Conditionally immortalized proximal tubule epithelial cells obtained from urine samples of healthy volunteers and overexpressing the organic anion transporter 1 (ciPTECs-OAT1) were cultured as described by Nieskens et al. [25]. Cells were seeded at a density of 63,000 cells/cm2, cultured at 33 °C to allow expansion, then cultured for 7 days at 37 °C for differentiation and maturation. Cells were cultured using Dulbecco’s modified eagle medium (DMEM HAM’s F12, Life Technologies, Paisly, UK), 5 μg/mL insulin, 5 μg/mL transferrin, 5 μg/mL selenium, 35 ng/mL hydrocortisone, 10 ng/mL epidermal growth factor (EGF), 40 pg/mL tri-iodothyronine (Sigma-Aldrich, Zwijndrecht, The Netherlands), and 10% fetal calf serum (FCS, Greiner Bio One, Kremsmuenster, Austria).

5.7.2. Exposure to IS

To determine the time-dependent OAT1-mediated intracellular uptake of IS, mature monolayers of ciPTECs-OAT1 were incubated with IS (25, 50, 100, and 500 μM prepared in Krebs–Henseleit buffer (Sigma-Aldrich, Zwijndrecht, The Netherlands) supplemented with HEPES (10 mM, Sigma-Aldrich, Zwijndrecht, The Netherlands, pH 7.4) for variable periods of time. Uptake was stopped by washing one time with ice-cold HBSS (Life Technologies Europe BV, Roskilde, Denmark), and then, the cells were lysed by 100 µL 0.1M NaOH for 10 min at room temperature and under mild shaking. The intracellular IS concentration was determined in the cell lysate by LC-MS/MS, as described below.

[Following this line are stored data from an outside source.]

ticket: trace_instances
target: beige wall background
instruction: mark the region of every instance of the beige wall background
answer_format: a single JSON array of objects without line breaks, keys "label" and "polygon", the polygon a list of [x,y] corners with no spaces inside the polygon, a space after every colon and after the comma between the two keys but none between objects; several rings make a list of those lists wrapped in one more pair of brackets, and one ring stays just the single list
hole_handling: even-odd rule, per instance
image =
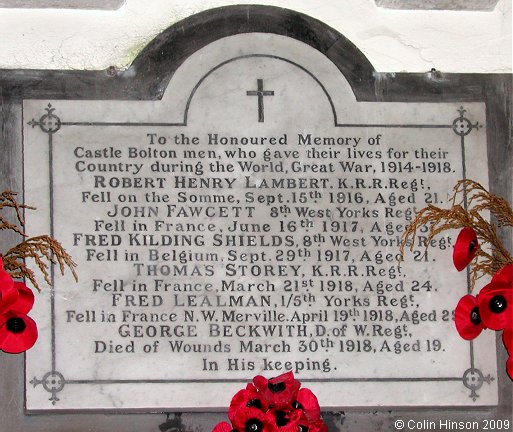
[{"label": "beige wall background", "polygon": [[[15,0],[2,1],[2,69],[124,68],[162,30],[192,14],[258,3],[323,21],[350,39],[379,72],[512,70],[511,0],[499,0],[492,11],[387,9],[374,0],[126,0],[117,10],[26,7],[49,4],[37,0],[16,8],[5,7]],[[57,2],[65,3],[73,1]]]}]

5.7.3. Intracellular Detection of IS

Reagents

IS potassium salt and isotope-labeled IS potassium salt (13C6, 99%) as internal standard were purchased from Sigma-Aldrich (Zwijndrecht, The Netherlands) and Cambridge Isotope Laboratory (Tewksbury, Massachusetts, USA), respectively. Water (U°LC-MS grade), acetonitrile (HPLC-S grade), and methanol (HPLC grade) were purchased from Biosolve (Valkenswaard, The Netherlands). Formic acid (analytical grade) was obtained from Merck (Darmstadt, Germany). Ultrapure water was produced by a Milli-Q® Advantage A10 Water Purification Systems (Merck, Amsterdam, The Netherlands).

Equipment

The LC-MS/MS system consisted of a DGU-14A degasser, a CTO-10Avp column oven, a Sil-HTc autosampler, and two LC10-ADvp- pumps (Shimadzu, Kyoto, Japan) and a Finnigan TSQ Quantum Discovery Max triple quadrupole mass spectrometer with electrospray ionization (Thermo Electron, Waltham, MA, USA). The Xcalibur software (version 1.4, Thermo Electron) was used to record and process the data.

Sample Pre-Treatment

The cell lysate underwent the protein precipitation procedure. About 20 μL of cell lysate was crushed by 80 μL of protein precipitant containing 0.5 µg/mL of internal standard, which was followed by vortexing for 2 min and centrifuging for 2 min at 1000 rpm. After that, 64 µL of supernatant was collected in 1 mL round-bottom wells of a polypropylene 96-deep well plate and diluted with 200 µL of ultrapure water. Finally, the plate was gently shaken before placing it in the autosampler for LC-MS/MS analysis.

Supplementary Materials

The following are available online at https://www.mdpi.com/article/10.3390/toxins13100674/s1, Table S1: Conservation of mass calculation, Table S2: All settings for COPASI parameter fitting models

Author Contributions

J.K. was responsible for conceptualization, model implementation, results analysis, and manuscript writing. S.M.M. and S.A. performed all experimental work. A.C., R.T. and S.G. were responsible for supervision, conceptualization, manuscript revision, and securing funding. R.M. was responsible for conceptualization and manuscript revision. All authors have read and agreed to the published version of the manuscript.

Funding

This study has received funding from RegMed XB (REGenerative MEDicine crossing Borders) powered by Top Sector Life Sciences & Health (Health~Holland), and support from the European Union’s Horizon 2020 research and innovation programme under the Marie Skłodowska-Curie RenalToolBox Grant agreement no. 813839 as well as the WIDESPREAD-05-2018-TWINNING call REMODEL (857491).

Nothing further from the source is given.